Figure 3.

The β-propellers of ChErb1 and ChYtm1 interact in a novel manner. (A) Ribbon representation of the dimer shows that ChYtm1 (pink) binds to the C-terminal domain of ChErb1 (blue) through the top surface of the β-propeller (red arrow). UBL domain of ChYtm1 (purple) does not participate in the interaction.
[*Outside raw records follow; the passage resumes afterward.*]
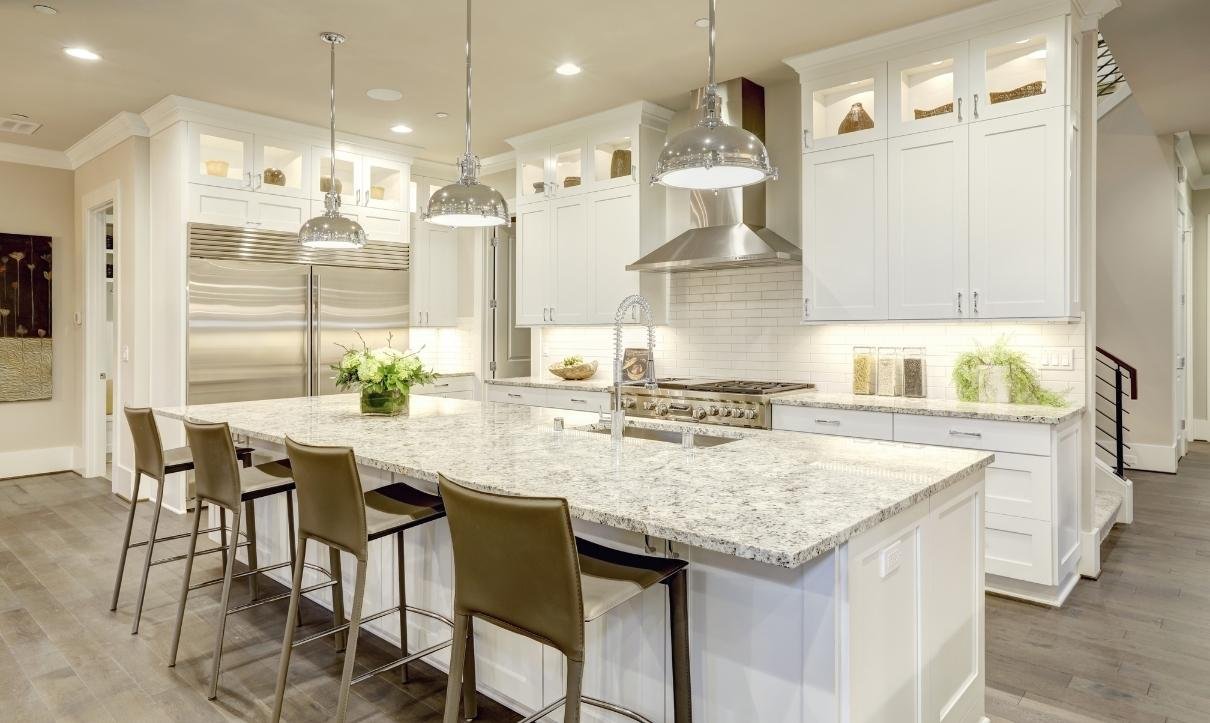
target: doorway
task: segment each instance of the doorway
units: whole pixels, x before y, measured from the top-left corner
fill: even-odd
[[[1193,385],[1189,383],[1189,338],[1193,329],[1193,308],[1188,303],[1192,288],[1192,245],[1189,209],[1183,191],[1178,189],[1176,205],[1176,371],[1174,408],[1176,411],[1176,457],[1185,456],[1189,446],[1189,410]]]
[[[111,489],[130,495],[129,475],[120,473],[120,444],[125,428],[118,364],[121,304],[117,285],[121,258],[121,218],[116,182],[84,197],[84,397],[83,474],[105,477]]]
[[[490,231],[484,278],[487,314],[484,330],[485,379],[525,377],[530,374],[530,330],[517,326],[517,225]]]

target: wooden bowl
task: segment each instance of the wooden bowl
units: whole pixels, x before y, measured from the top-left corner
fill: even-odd
[[[562,379],[578,381],[581,379],[591,379],[593,374],[597,373],[597,363],[595,361],[577,364],[574,367],[565,367],[562,363],[551,364],[550,373]]]

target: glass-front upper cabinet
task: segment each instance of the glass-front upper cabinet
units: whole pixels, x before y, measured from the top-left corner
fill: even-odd
[[[633,130],[596,133],[589,140],[592,163],[586,182],[594,189],[626,186],[638,180]]]
[[[408,210],[410,173],[407,165],[368,156],[362,165],[365,169],[360,189],[363,206]]]
[[[892,137],[970,120],[968,51],[967,43],[958,43],[889,64],[887,121]]]
[[[972,120],[1064,105],[1066,36],[1060,17],[971,41]]]
[[[256,190],[282,196],[310,195],[310,149],[305,143],[256,136]]]
[[[517,203],[542,200],[550,195],[550,174],[547,173],[545,148],[517,155]]]
[[[550,149],[551,169],[554,172],[555,196],[569,196],[584,191],[583,141],[574,141],[552,146]]]
[[[322,201],[332,185],[332,151],[315,148],[311,152],[315,171],[312,174],[311,197]],[[362,176],[361,156],[348,151],[336,151],[336,192],[340,194],[342,206],[359,206],[359,181]]]
[[[251,133],[189,124],[190,180],[208,186],[252,188]]]
[[[818,151],[887,137],[885,64],[803,86],[803,150]]]

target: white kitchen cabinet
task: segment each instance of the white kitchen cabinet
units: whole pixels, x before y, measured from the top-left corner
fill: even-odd
[[[973,38],[971,119],[1068,105],[1067,38],[1066,17]]]
[[[315,170],[311,174],[311,197],[323,202],[330,188],[329,177],[332,175],[332,151],[327,147],[316,146],[311,152]],[[363,175],[361,154],[352,151],[336,151],[336,182],[337,193],[340,194],[342,207],[352,208],[360,205],[360,186],[358,182]]]
[[[409,280],[412,326],[457,326],[458,229],[416,223]]]
[[[888,142],[890,318],[964,318],[967,130],[956,125]]]
[[[188,184],[189,220],[297,233],[310,217],[311,203],[237,188]]]
[[[548,321],[584,324],[588,321],[588,200],[560,198],[550,205],[548,240],[552,273],[546,275]]]
[[[860,65],[803,83],[803,150],[822,151],[886,138],[886,68],[886,63]],[[872,125],[854,125],[851,116],[861,116]]]
[[[550,206],[517,209],[517,323],[537,326],[549,322]]]
[[[893,415],[855,409],[828,409],[779,404],[773,407],[775,429],[832,434],[862,439],[894,439]]]
[[[887,318],[887,143],[803,156],[803,320]]]
[[[257,191],[310,197],[311,149],[306,142],[257,134],[252,147],[252,181]]]
[[[970,124],[971,316],[1068,316],[1066,109]]]
[[[332,152],[316,147],[311,197],[323,201],[327,178],[331,175]],[[336,180],[340,185],[342,208],[375,208],[407,212],[410,210],[410,165],[351,150],[336,151]]]
[[[641,291],[641,274],[626,264],[639,258],[639,193],[634,186],[588,198],[588,313],[590,324],[611,324],[618,305]],[[637,307],[635,309],[637,312]]]
[[[969,43],[930,48],[887,64],[891,138],[950,128],[970,120]]]
[[[325,208],[323,201],[313,200],[308,203],[311,206],[311,218],[323,215]],[[357,206],[345,206],[342,204],[340,214],[361,224],[361,227],[366,232],[366,238],[371,241],[402,244],[407,243],[412,237],[409,214],[402,211],[391,211],[384,208],[359,208]],[[292,230],[297,231],[298,229],[294,228]]]
[[[445,399],[474,399],[475,386],[475,377],[470,375],[438,375],[432,384],[422,384],[412,387],[412,394],[443,397]]]
[[[548,389],[513,384],[487,384],[485,398],[489,402],[522,404],[530,407],[551,407],[581,412],[609,410],[609,392],[587,389]]]
[[[251,190],[254,142],[253,135],[246,131],[190,123],[188,180]]]

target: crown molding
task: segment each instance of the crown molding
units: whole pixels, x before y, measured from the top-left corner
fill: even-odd
[[[16,143],[0,143],[0,161],[23,163],[27,166],[42,166],[43,168],[60,168],[65,171],[72,169],[71,161],[67,159],[67,154],[63,151],[21,146]]]
[[[503,173],[511,171],[517,166],[517,152],[505,151],[497,153],[494,156],[488,156],[479,163],[479,173],[483,176],[490,176],[493,173]]]
[[[1210,188],[1210,176],[1202,168],[1202,161],[1197,157],[1197,149],[1193,147],[1193,136],[1189,131],[1176,134],[1176,157],[1185,168],[1185,177],[1189,187],[1195,191]]]
[[[73,143],[64,153],[71,161],[71,167],[79,168],[127,138],[148,135],[147,124],[137,113],[122,111]]]
[[[1071,0],[1080,14],[1080,30],[1096,30],[1101,18],[1122,7],[1122,0]]]
[[[453,163],[417,158],[412,161],[412,176],[423,176],[437,181],[453,181],[458,178],[458,167]]]
[[[305,138],[315,145],[328,145],[328,129],[326,127],[307,125],[297,121],[275,118],[252,111],[230,108],[204,100],[186,98],[180,95],[165,96],[155,105],[143,111],[143,121],[147,124],[150,135],[182,121],[203,123],[222,128],[238,128],[253,133],[284,136],[286,138]],[[394,143],[369,136],[353,133],[336,132],[336,143],[348,144],[373,150],[384,156],[406,163],[414,163],[416,156],[424,150],[422,146],[412,146],[405,143]]]
[[[660,132],[668,130],[668,122],[676,113],[662,105],[650,101],[638,100],[633,103],[603,110],[600,113],[574,118],[563,123],[523,133],[519,136],[506,138],[505,141],[514,149],[527,146],[542,145],[550,140],[550,135],[574,133],[591,127],[614,126],[620,124],[635,124],[650,126]]]

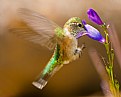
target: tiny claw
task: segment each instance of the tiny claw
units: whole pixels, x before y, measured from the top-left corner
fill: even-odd
[[[77,49],[75,50],[74,55],[78,55],[79,58],[80,58],[80,57],[81,57],[81,54],[82,54],[82,49],[81,49],[81,48],[77,48]]]
[[[77,49],[75,50],[74,55],[78,54],[78,55],[79,55],[79,58],[80,58],[81,55],[82,55],[82,51],[83,51],[84,48],[86,48],[86,47],[85,47],[85,44],[83,43],[82,46],[81,46],[80,48],[77,48]]]
[[[85,43],[82,44],[81,48],[80,48],[80,54],[79,57],[82,55],[82,51],[86,48]]]
[[[81,49],[81,51],[82,51],[82,50],[85,49],[85,48],[86,48],[85,43],[83,43],[80,49]]]
[[[82,51],[81,48],[77,48],[74,52],[74,55],[79,54],[81,51]]]

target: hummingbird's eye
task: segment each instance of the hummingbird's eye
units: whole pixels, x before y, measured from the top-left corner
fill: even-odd
[[[82,24],[78,24],[79,27],[82,27]]]

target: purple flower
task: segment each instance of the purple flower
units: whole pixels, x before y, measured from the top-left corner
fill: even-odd
[[[91,38],[93,40],[97,40],[100,43],[105,42],[105,38],[100,34],[100,32],[96,28],[87,24],[84,20],[82,20],[82,24],[84,25],[85,30],[83,30],[77,34],[77,36],[76,36],[77,39],[84,35],[87,35],[89,38]]]
[[[103,25],[104,23],[102,22],[101,18],[99,17],[99,15],[96,13],[96,11],[94,11],[93,9],[89,9],[87,11],[88,14],[88,18],[95,22],[98,25]]]
[[[104,43],[105,42],[105,38],[103,38],[103,36],[100,34],[100,32],[95,29],[94,27],[92,27],[91,25],[89,24],[86,24],[84,25],[86,30],[87,30],[87,36],[94,39],[94,40],[97,40],[101,43]]]

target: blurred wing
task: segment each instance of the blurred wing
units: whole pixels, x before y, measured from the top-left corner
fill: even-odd
[[[62,29],[56,23],[48,20],[45,16],[29,9],[19,9],[19,14],[28,28],[16,29],[27,40],[38,43],[49,49],[53,49],[57,42],[56,28]],[[62,30],[61,30],[62,31]]]
[[[15,33],[18,37],[29,40],[32,43],[39,44],[52,50],[56,45],[56,37],[49,37],[47,35],[41,36],[28,27],[12,28],[10,32]]]

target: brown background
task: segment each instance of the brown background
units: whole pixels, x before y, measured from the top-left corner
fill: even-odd
[[[96,48],[100,55],[105,56],[102,44],[82,37],[79,45],[86,44],[80,59],[64,66],[49,80],[43,90],[32,86],[32,81],[51,58],[53,51],[32,44],[7,31],[12,24],[19,24],[17,9],[29,8],[36,10],[58,25],[73,16],[85,19],[86,11],[94,8],[103,21],[115,26],[121,37],[121,1],[120,0],[0,0],[0,97],[56,97],[103,95],[100,77],[92,64],[88,51]],[[98,28],[99,29],[99,28]],[[121,82],[120,68],[115,65],[115,76]]]

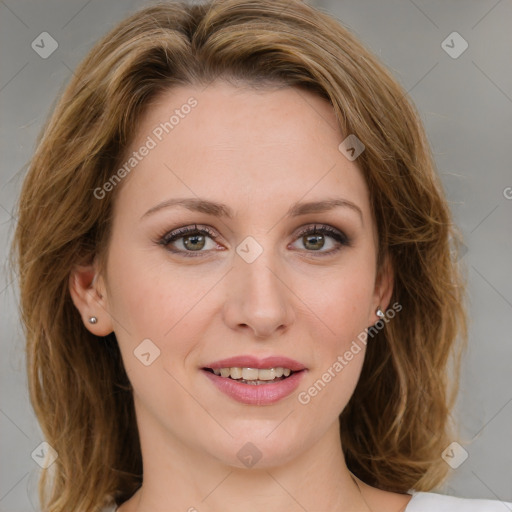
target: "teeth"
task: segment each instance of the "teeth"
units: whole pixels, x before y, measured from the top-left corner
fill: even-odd
[[[242,368],[230,368],[229,376],[232,379],[241,379],[242,378]]]
[[[258,380],[274,380],[276,378],[276,370],[275,370],[275,368],[269,368],[268,370],[267,369],[260,369],[260,370],[256,370],[256,371],[257,371],[257,374],[258,374],[258,376],[256,378]],[[244,376],[245,380],[249,380],[245,376],[245,369],[244,369],[243,376]]]
[[[216,368],[213,370],[215,375],[221,377],[231,377],[232,379],[243,380],[274,380],[275,378],[288,377],[292,371],[289,368]]]
[[[231,371],[233,370],[238,370],[238,368],[231,368]],[[242,379],[257,380],[259,373],[258,368],[242,368]]]

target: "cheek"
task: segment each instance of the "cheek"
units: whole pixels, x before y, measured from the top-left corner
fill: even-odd
[[[374,294],[372,262],[354,258],[339,269],[330,270],[320,278],[303,277],[297,294],[329,333],[331,349],[341,350],[368,327]],[[313,336],[314,338],[314,336]]]
[[[154,248],[135,244],[122,252],[113,248],[108,277],[109,310],[118,329],[133,339],[163,341],[181,328],[181,319],[193,316],[191,309],[211,287],[211,279],[181,271]]]
[[[158,378],[169,380],[173,387],[165,371],[182,373],[201,341],[211,306],[208,298],[213,296],[208,292],[218,275],[194,276],[177,270],[165,258],[154,257],[154,251],[148,255],[147,250],[131,247],[122,252],[113,247],[110,253],[108,297],[126,371],[141,391],[156,385]],[[157,357],[145,367],[144,357],[137,357],[148,352],[145,362]]]
[[[165,271],[135,248],[111,252],[108,297],[116,338],[139,406],[155,417],[171,407],[185,414],[190,406],[179,367],[197,338],[193,305],[206,293]]]
[[[363,257],[317,280],[313,289],[310,279],[302,282],[300,293],[309,289],[307,303],[316,317],[310,327],[318,330],[309,332],[315,341],[314,365],[300,387],[298,402],[317,419],[334,421],[359,380],[366,352],[365,329],[371,323],[374,273],[373,260]]]

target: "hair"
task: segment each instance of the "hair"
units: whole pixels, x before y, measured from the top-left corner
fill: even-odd
[[[302,88],[330,102],[357,158],[402,312],[367,346],[340,415],[348,468],[380,489],[445,479],[450,410],[467,338],[460,235],[420,116],[385,67],[336,19],[299,0],[161,3],[126,18],[79,65],[29,163],[12,246],[30,400],[58,458],[39,497],[48,512],[96,511],[142,482],[133,396],[115,334],[91,334],[69,277],[104,257],[120,186],[98,200],[150,102],[222,79]],[[98,343],[102,341],[103,343]],[[460,343],[458,343],[460,341]],[[453,367],[451,366],[453,363]],[[448,378],[452,376],[452,379]]]

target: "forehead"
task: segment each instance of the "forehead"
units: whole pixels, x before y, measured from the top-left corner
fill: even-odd
[[[200,196],[238,212],[344,196],[369,213],[362,173],[338,149],[344,138],[332,106],[297,88],[173,88],[137,126],[119,200],[147,209]]]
Side chains of interacting residues are shown. (B) The central axes of both β-propellers (shown as bars, ChYtm1:pink; ChErb1: blue) form an angle of 55°. (C) Three areas of ChErb1_432–801 (blue) contact the β-propeller of ChYtm1 (pink): (i) Strand 1d from the blade 7 establishes non-conserved interactions with the knob that appears between blades 6 and 7 of ChYtm1. (ii) A well conserved loop ‘c–d’ from blade 1 of ChErb1 binds to the central channel of ChYtm1. (iii) The insertion from blade 2 of ChErb1 mediates binding to an extended loop from ChYtm1 on one side of the propeller. (D) Superimposition of the β-propeller of Erb1 alone (PDB: 4U7A, in green) shows that upon binding to ChYtm1 (pink) the interacting residues from ChErb1 (blue) reorganize and force R486 of ChErb1 toward salt-bridge formation with D112 of ChYtm1. Electrostatic interactions are shown as black lines. Labels corresponding to the residues of Erb1 from yeast are underlined.